When I became an adult and had children of my own, our Christmases were just like the ones of my childhood. I was shocked when I found out that some families sit down quietly and open presents one at a time, with everybody watching the gift receiver. In other words, some people were civilized on Christmas morning, but that approach wasn’t in my genes or my traditions. We allowed wild people to have a go at it! Oh, I think about those Christmases with such nostalgia.

So part of the philosophical ruminations I had this morning were because I looked at our little tree of this, my 74th Christmas. It is exactly 24” tall, fake, with a mere handful of tiny ornaments on it. I think of it as merely a “reminder” tree, because it sure doesn’t have the cachet of the trees in my past. It suffices, but what a difference growing old has made.

But of course Christmas never was for the adults anyway. We had our own fun and our own presents, of course, but it was in doing for the children and for giving them Christmases to remember that was our goal.


This is of my son Sean’s 2nd Christmas. He was too young yet to understand Christmas, but he understood that he had a new horsey to play with. I have kept this picture all these years for many reasons. One is that it shows a time in our lives that is long gone. Sean’s dad and I were both still trying to get through college, and all our textbooks are sitting on the shelves below the little desk we used, and which we conscripted for hanging the stockings.
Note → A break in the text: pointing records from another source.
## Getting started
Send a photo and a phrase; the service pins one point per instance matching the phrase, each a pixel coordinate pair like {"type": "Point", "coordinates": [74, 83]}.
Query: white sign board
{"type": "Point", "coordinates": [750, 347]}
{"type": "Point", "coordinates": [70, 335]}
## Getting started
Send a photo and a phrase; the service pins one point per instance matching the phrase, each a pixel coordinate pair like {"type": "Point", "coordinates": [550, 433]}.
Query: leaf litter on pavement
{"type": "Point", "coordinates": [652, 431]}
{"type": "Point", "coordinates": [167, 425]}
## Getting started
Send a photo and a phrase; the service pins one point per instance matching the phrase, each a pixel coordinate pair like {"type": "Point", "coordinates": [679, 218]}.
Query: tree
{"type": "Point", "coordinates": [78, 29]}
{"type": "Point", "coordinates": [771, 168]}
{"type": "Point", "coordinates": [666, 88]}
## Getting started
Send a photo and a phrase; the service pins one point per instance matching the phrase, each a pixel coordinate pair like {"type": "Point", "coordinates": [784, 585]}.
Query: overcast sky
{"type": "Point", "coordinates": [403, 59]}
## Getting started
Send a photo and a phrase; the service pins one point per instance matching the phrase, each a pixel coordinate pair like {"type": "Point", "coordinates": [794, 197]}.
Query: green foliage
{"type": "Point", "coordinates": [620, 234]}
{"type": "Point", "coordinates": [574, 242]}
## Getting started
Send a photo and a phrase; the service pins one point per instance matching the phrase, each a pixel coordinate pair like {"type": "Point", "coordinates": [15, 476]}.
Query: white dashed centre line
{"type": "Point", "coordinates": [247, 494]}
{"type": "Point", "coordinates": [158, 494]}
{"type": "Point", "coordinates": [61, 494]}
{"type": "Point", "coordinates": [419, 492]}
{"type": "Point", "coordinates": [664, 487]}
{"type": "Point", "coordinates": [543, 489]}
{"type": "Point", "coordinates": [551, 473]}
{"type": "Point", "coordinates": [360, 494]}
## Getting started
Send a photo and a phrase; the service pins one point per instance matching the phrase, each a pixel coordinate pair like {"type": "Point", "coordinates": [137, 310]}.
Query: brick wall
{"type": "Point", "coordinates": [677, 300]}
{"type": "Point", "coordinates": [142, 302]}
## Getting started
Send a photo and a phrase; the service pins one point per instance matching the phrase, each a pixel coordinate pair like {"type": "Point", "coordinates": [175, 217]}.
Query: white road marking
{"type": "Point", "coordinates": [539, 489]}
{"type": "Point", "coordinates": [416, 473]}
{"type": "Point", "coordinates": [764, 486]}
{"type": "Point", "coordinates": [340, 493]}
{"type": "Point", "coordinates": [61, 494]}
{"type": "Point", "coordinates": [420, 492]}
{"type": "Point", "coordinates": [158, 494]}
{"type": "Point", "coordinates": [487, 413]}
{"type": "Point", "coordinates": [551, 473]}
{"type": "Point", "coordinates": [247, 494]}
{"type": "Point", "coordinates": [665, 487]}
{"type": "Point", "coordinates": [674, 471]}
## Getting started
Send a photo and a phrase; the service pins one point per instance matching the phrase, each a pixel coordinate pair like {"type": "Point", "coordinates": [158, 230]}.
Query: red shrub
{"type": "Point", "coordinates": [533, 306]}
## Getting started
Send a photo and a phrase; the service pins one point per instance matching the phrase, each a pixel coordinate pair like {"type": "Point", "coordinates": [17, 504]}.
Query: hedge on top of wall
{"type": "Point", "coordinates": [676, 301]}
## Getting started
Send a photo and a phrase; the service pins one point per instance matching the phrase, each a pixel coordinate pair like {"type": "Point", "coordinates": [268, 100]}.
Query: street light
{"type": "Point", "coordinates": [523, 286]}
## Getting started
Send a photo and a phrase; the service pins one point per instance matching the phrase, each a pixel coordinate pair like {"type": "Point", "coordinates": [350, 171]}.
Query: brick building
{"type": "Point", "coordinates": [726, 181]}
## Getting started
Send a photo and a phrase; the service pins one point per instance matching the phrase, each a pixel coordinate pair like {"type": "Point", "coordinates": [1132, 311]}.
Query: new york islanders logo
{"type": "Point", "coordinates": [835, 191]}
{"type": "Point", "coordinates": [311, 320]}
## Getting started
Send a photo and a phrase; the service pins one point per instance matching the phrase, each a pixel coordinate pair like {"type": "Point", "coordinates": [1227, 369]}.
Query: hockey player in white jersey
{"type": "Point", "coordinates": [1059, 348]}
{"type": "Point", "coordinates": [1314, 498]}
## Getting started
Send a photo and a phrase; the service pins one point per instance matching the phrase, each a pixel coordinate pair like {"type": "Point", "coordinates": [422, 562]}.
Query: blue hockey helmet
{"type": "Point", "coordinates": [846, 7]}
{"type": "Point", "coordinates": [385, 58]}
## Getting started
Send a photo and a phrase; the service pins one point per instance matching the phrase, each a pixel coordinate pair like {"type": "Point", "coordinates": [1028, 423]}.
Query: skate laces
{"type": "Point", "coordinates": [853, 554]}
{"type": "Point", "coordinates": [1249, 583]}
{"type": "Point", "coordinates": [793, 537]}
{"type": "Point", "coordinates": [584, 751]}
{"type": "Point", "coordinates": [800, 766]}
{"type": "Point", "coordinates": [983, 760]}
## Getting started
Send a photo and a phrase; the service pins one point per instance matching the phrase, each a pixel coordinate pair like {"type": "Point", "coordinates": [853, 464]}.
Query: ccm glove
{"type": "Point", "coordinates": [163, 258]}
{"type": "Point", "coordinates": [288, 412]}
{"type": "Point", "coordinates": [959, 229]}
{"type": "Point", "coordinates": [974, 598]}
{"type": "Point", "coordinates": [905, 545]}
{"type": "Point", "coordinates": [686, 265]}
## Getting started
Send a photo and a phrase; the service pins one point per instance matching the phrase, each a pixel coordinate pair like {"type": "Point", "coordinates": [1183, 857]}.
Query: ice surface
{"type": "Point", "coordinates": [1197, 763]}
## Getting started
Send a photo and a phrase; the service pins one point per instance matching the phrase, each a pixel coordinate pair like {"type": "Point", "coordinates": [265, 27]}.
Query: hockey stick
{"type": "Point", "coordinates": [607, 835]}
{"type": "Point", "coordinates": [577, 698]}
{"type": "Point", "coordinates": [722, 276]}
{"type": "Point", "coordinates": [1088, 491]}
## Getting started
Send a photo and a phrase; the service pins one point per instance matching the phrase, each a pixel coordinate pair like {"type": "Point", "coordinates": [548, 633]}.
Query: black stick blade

We were poor as church mice, but you can see by the old vinyl LPs in the rack behind the horse that we may not have had a lot of possessions but we did consider music to be a priority in our lives. And the TV set was one that my father brought from his appliance store so we could watch TV. We didn’t have much, but we did have a darling little boy on a horse and a 4 month old little baby girl, Erin, still asleep in the bedroom -- and we knew that this is what Christmas is all about. All we had to do is to look at the happiness on Sean’s face to know that.

And this morning I thought of how the children had grown up – and that this is all part of Christmas too and a part of the aging process. We grow old and our children grow up, as shown by a current picture of Sean taken just before Christmas this year.


It was Sean this year who rallied our other children to give us a really wonderful new TV as a Christmas present. And it was delivered and installed by Sean’s son and our grandson Brendan, who is an adult himself.

So our trees get smaller and our kids get bigger and Christmases change – but what never changes is the Christmas Spirit that is passed from parent to child through the ages. And for me, having a philosophical thought about it all and being able to tell our kids we love them and thank them for the gift via this blog is the best thing that could happen at Christmas in this year of 2009.

1 comment:

Anonymous said...

Oh, my. What a WONDERFUL picture I took! LOL!!!